"The Altar": not "an altar," or "that altar," or "this altar," but the altar. Okay, well we know the poem is about an altar, and even if we weren't sure, it's arranged in the shape of neat little altar so we would probably figure it out eventually, right? Right. So what's why the word "the" anyway?
First, if you've read our "In a Nutshell" section, you know that the poem was published in a little volume called The Temple (1633), and that each of the three sections was named after something to do with a church ("The Church Porch," "The Church," and "The Church Militant"). Well, "The Altar" is the first poem in the "The Church," and it is called "The Altar" because, if you imagine the speaker giving you a tour of his book-temple-church, then you can imagine him saying, "here is the altar folks."
Okay, so far so good. If the poem is the altar in Herbert's poetic church, what else does this mean? Well, if the altar is a special table used in religious ceremonies (prayer, praise, readings, and the like), it follows that it is also perhaps one of the most important items in the church. It's kind of like a centerpiece, the basis for just about everything that happens in church.

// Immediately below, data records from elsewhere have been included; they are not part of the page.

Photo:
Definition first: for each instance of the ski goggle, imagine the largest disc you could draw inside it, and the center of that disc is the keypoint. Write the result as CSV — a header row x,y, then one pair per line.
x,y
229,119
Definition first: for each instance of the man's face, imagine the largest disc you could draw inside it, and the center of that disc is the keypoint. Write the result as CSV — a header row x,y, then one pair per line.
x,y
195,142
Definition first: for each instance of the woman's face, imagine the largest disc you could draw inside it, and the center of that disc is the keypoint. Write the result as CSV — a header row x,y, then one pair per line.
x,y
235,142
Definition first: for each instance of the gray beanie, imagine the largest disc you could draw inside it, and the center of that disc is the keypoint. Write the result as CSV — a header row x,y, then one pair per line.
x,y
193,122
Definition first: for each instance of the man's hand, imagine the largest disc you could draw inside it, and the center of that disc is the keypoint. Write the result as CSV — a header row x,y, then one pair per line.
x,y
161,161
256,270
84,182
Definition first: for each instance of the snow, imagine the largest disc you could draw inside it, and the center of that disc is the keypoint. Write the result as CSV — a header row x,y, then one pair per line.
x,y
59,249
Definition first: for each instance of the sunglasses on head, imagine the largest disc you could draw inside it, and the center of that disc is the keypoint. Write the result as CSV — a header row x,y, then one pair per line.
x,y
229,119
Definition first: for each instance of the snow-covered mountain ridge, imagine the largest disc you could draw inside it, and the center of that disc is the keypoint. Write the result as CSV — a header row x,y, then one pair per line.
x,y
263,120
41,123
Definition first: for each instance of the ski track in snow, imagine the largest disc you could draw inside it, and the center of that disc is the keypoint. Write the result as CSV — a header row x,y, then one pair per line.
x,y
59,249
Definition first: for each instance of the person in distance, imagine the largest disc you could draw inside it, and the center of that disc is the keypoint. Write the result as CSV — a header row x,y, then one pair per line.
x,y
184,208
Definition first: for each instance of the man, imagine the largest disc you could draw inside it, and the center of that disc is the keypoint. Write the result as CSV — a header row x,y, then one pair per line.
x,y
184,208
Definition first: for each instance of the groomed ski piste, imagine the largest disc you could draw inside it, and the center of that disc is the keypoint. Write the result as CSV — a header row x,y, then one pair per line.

The poem itself is the basis for all the other poems in the second section of "The Temple," but it also describes the basic elements of praising, sacrificing, and worshiping God. The altar of religious faith, you could say, is the painful labor of offering one's heart to God (that's where all that business about building an altar out of one's heart and cementing it with tears comes in), which is just what our speaker is describing in the poem.